In between, obviously, an identical reform of the capitalist system, as we know it, is expected in favor of a “Circular Economy” which, coincidentally, contains within itself the dictates of an economic system designed to be able to regenerate itself, thus also guaranteeing its eco-sustainability.
Is all this possible? The answer is yes, but, being a process that also requires generational changes, it is neither immediate nor painless.
Suffice it to say that, in the case of a counter-urbanism, we must rethink urban redevelopment models of large cities and the functional reorganization of small towns.
To stay still in the field of urban systems, let’s take Italy as an example.
If we put the same population of 2020 as 2100 (even if the projections tell us that our country has a clear downward trend), that is 60,000,000 people, and we distribute them over 7903 Municipalities (data as of 1 July 2020), we will have an average density, per inhabited center, of 7,592 inhabitants.
On the other hand, if we take China as an example (a country in which due to birth control and other factors there will be a significant demographic decline) we will reach 2100 with about 1,000,000,000 people spread over an area of 9,706,961 km², with a density of just over 100 inhabitants km², in comparison with the current one of 150.5 per km² and in comparison, again, with the 200.6 of Italy.
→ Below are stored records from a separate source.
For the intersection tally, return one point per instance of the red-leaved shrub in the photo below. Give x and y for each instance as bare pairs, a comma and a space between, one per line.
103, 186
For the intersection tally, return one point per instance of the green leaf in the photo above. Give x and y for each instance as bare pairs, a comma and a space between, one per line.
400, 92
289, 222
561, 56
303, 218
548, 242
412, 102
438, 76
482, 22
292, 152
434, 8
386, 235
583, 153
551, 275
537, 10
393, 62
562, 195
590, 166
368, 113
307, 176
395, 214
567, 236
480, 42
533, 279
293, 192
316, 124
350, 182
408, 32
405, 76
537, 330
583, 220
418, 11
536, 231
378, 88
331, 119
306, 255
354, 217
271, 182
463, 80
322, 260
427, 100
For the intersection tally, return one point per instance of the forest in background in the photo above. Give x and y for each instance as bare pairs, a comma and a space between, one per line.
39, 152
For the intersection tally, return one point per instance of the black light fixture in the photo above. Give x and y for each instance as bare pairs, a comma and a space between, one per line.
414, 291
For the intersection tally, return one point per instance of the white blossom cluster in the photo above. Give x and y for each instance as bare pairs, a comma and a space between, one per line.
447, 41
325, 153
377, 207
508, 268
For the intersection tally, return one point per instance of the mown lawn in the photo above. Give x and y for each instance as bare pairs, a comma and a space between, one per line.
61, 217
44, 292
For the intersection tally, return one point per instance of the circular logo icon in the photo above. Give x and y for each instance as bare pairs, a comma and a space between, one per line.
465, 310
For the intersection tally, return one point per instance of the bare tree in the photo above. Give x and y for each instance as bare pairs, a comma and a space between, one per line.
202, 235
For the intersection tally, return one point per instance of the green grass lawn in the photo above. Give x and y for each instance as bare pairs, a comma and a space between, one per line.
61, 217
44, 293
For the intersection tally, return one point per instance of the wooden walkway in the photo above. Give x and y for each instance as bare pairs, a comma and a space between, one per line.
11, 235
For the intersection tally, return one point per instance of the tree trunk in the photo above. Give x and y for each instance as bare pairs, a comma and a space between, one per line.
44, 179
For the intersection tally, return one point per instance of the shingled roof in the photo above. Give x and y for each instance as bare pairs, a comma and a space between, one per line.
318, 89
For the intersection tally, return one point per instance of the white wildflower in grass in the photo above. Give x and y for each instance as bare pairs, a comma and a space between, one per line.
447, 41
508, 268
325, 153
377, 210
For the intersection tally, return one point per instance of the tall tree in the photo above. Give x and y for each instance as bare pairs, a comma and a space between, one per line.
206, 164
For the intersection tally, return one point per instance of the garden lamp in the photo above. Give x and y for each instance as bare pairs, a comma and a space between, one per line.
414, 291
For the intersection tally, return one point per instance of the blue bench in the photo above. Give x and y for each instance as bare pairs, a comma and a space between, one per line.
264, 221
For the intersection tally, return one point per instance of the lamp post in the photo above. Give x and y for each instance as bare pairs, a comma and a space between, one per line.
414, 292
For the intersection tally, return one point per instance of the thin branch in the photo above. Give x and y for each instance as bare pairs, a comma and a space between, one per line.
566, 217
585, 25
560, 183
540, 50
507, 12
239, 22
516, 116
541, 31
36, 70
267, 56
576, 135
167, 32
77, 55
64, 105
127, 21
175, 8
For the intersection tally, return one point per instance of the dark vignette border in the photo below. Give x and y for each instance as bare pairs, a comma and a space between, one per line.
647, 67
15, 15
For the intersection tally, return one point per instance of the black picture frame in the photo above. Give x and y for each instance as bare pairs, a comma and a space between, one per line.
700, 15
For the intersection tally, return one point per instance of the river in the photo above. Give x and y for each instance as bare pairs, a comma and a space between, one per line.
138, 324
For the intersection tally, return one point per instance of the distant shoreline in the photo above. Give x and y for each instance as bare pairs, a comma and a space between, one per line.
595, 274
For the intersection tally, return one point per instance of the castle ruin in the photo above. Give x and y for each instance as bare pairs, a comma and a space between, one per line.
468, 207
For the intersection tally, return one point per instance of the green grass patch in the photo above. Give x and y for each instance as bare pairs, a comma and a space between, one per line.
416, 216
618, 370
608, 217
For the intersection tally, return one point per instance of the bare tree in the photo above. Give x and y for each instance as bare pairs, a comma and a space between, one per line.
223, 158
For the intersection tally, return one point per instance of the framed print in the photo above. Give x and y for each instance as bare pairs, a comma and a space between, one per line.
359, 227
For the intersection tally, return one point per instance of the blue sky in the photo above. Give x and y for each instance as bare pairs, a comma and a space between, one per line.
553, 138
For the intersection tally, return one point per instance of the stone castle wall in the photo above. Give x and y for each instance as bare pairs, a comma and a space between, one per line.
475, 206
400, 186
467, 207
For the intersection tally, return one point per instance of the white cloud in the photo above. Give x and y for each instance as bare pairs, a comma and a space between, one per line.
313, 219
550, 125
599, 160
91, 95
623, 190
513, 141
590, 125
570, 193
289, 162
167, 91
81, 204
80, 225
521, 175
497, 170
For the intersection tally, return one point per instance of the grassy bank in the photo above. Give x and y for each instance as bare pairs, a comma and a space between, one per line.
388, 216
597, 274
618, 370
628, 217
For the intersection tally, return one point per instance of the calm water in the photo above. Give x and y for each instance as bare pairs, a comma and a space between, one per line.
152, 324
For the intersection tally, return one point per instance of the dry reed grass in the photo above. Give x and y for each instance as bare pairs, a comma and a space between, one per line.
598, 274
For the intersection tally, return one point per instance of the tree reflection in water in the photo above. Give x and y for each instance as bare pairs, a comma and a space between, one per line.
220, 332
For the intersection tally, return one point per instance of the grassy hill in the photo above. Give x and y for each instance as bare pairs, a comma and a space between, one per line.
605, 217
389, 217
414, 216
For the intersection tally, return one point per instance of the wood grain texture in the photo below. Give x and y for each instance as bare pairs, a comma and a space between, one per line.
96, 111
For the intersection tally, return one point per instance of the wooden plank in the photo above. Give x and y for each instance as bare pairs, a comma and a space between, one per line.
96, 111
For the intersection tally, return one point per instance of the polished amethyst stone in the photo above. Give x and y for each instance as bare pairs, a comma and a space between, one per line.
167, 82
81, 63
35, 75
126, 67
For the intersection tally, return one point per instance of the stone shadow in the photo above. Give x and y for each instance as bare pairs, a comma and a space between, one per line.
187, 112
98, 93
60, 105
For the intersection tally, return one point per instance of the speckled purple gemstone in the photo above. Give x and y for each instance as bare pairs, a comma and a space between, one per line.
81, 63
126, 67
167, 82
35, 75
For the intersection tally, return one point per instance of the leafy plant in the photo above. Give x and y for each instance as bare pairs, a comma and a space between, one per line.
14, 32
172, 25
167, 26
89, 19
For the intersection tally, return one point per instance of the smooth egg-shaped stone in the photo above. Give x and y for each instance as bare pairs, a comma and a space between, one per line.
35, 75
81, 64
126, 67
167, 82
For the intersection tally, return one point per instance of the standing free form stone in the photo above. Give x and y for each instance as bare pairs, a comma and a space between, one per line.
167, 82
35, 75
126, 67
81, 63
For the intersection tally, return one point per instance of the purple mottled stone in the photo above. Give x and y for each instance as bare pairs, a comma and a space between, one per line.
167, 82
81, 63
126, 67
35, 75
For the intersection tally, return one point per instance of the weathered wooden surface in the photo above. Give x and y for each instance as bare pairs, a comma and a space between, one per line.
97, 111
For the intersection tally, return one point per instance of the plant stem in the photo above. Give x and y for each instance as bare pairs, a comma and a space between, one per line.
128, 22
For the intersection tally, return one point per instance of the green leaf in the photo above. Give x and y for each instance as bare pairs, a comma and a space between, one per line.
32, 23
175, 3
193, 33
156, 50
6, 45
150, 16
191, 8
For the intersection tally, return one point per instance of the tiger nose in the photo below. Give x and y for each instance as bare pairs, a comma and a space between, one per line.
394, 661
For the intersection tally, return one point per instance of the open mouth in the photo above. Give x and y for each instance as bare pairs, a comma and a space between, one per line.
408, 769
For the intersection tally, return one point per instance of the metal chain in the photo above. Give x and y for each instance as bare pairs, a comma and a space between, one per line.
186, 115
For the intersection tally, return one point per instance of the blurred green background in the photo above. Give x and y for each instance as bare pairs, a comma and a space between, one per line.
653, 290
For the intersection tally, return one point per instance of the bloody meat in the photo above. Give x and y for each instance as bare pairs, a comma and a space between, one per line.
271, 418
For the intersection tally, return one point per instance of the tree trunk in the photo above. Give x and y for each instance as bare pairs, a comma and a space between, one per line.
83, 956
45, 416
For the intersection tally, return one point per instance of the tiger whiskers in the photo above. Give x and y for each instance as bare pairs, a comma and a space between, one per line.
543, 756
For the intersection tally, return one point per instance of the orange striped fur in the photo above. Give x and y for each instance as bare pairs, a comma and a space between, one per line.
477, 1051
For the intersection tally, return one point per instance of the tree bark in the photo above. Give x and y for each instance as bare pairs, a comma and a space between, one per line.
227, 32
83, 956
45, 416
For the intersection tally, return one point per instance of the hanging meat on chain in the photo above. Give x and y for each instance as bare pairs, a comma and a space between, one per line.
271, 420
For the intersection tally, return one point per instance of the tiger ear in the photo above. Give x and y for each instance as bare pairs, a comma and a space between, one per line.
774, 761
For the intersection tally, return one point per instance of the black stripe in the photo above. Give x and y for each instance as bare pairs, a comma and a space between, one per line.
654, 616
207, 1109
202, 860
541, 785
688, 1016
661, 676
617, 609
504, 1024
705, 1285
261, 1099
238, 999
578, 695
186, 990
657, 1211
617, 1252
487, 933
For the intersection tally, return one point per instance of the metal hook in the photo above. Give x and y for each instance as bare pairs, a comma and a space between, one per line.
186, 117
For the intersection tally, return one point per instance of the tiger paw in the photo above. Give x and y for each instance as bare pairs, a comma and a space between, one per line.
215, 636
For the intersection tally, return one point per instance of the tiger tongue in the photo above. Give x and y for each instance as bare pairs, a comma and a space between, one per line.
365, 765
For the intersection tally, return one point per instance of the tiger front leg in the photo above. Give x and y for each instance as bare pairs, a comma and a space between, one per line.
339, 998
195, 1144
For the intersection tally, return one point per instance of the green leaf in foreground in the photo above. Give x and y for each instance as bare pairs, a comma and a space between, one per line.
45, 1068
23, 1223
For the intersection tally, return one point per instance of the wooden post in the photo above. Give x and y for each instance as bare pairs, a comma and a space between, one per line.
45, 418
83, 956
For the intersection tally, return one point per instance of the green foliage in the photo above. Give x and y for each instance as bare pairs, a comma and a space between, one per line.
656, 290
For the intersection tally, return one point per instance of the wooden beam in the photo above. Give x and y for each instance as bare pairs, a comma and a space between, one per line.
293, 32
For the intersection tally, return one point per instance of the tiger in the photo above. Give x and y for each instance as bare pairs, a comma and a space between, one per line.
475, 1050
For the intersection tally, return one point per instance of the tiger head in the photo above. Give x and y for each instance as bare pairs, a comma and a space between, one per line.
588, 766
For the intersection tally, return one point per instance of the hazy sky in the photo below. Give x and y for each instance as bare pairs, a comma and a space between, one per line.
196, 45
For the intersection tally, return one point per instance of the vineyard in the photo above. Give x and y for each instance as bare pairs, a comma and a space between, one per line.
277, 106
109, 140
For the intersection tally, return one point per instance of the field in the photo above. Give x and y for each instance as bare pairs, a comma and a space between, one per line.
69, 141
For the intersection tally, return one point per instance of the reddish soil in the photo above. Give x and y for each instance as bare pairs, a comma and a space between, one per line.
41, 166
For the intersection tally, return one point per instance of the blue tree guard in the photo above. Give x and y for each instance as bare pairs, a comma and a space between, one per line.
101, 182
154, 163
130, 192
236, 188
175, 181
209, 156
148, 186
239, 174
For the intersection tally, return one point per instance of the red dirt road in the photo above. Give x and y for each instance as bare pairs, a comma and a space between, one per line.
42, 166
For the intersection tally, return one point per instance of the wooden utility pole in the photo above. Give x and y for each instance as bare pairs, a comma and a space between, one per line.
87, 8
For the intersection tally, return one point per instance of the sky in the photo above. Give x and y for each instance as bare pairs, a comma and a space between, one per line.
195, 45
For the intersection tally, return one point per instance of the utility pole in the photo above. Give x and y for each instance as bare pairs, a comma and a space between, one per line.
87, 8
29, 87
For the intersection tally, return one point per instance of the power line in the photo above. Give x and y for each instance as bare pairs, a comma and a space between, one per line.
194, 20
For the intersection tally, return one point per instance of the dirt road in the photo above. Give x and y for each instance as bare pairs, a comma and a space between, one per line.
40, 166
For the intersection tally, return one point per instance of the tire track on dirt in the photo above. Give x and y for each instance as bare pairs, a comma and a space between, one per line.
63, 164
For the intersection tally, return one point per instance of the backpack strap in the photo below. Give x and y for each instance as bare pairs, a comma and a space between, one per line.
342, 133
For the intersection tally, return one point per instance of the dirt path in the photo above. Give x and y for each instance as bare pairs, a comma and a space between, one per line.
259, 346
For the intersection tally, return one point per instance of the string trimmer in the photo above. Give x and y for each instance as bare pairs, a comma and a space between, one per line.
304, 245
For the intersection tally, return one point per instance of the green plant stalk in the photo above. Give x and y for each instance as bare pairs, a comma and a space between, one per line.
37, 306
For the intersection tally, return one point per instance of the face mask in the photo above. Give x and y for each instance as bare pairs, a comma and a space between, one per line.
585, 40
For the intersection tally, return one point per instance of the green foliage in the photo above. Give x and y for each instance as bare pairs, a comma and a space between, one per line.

Even in this country, redistribution would completely change lifestyles and related processes.
On a planetary level, this redistribution will completely change the social organization, the wasteful system of transport over ever longer distances, the relationship between people and territories, the role of territories, the balance between social ecosystem and natural ecosystem.
We will obtain that “small is beautiful” of which all the laws of physics are made, to implement it in social laws which, only in this way, would become truly ethical and fair, giving the planet concrete democracy.